Fingierte SMS von der Polizei

Im Rahmen der Telekommunikationsüberwachung darf die Polizei nicht nur den Inhalt der Gespräche belauschen, sondern sie erhält von den Anbieterfirmen zusätzlich die Verbindungsdaten. Bei Mobiltelefonen zählen dazu auch Angaben über den Standort des Telefonierenden. Was aber tut die Polizei, wenn der Verdächtige partout nicht telefonieren will und daher auch keine Verbindungsdaten produziert? Antwort: Sie erzeugt die Telekommunikation künstlich, indem sie dem Betroffenen eine verdeckte SMS schickt. Sobald das Handy eingeschaltet wird, sendet es Signale an die nächste Funkantenne und kann so geortet werden. Der Betroffene bemerkt diesen Vorgang nicht.
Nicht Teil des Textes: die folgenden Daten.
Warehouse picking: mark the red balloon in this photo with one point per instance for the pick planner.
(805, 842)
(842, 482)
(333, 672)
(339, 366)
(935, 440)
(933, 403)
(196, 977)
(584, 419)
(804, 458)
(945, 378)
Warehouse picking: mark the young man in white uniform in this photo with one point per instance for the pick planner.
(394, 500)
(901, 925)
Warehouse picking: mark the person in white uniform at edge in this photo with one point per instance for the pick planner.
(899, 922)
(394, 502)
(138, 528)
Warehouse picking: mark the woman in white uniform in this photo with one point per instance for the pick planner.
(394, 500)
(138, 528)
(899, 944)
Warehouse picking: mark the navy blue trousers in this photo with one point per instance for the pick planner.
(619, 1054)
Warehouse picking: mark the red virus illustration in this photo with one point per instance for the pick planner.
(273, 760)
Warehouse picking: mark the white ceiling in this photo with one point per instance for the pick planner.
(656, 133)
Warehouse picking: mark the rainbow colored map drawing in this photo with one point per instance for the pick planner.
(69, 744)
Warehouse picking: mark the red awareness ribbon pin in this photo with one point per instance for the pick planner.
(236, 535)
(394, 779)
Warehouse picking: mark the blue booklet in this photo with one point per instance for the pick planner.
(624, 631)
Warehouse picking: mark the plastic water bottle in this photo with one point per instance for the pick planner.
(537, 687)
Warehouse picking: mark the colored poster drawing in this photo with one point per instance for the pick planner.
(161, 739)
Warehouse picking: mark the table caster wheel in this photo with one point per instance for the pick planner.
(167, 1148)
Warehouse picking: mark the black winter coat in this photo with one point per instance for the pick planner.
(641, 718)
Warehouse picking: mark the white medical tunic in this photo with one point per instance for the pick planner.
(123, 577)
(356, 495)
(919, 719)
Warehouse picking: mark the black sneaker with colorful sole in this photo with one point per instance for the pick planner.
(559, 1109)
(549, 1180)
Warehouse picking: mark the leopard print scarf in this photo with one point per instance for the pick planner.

Die Überwachung der Telekommunikation hat sich damit gänzlich von der Kommunikation losgelöst und dient nur noch der Observation und Aufenthaltsermittlung.

Die Berliner Polizei, so geht aus der Antwort des Innensenators auf eine Anfrage des grünen Abgeordneten Volker Ratzman hervor, hat sich bis Mitte April dieses Jahres 99 Mal dieses Verfahrens bedient.[1] Sie verwendet nicht die marktgängigen Programme „Smart-SMS“ und „SMS-Blaster“, sondern eine Software, die der Bundesgrenzschutz zum „Aufspüren von Menschenhändlern“ entwickelt hat.

Die Polizei stützt sich bei ihrer „stillen Post“ auch auf den neuen § 100g StPO, der mit dem Terrorismusbekämpfungsgesetz vom Dezember 2001 eingeführt wurde. Die „bloße“ Erhebung von Verbindungs­daten ist danach nicht nur zur Verfolgung einer Katalogstraftat nach § 100a erlaubt, sondern generell bei „Straftaten von erheblicher Bedeutung“ – ein Begriff, der bekanntlich noch uferloser ist als der bisher gehandhabte Endloskatalog des § 100a.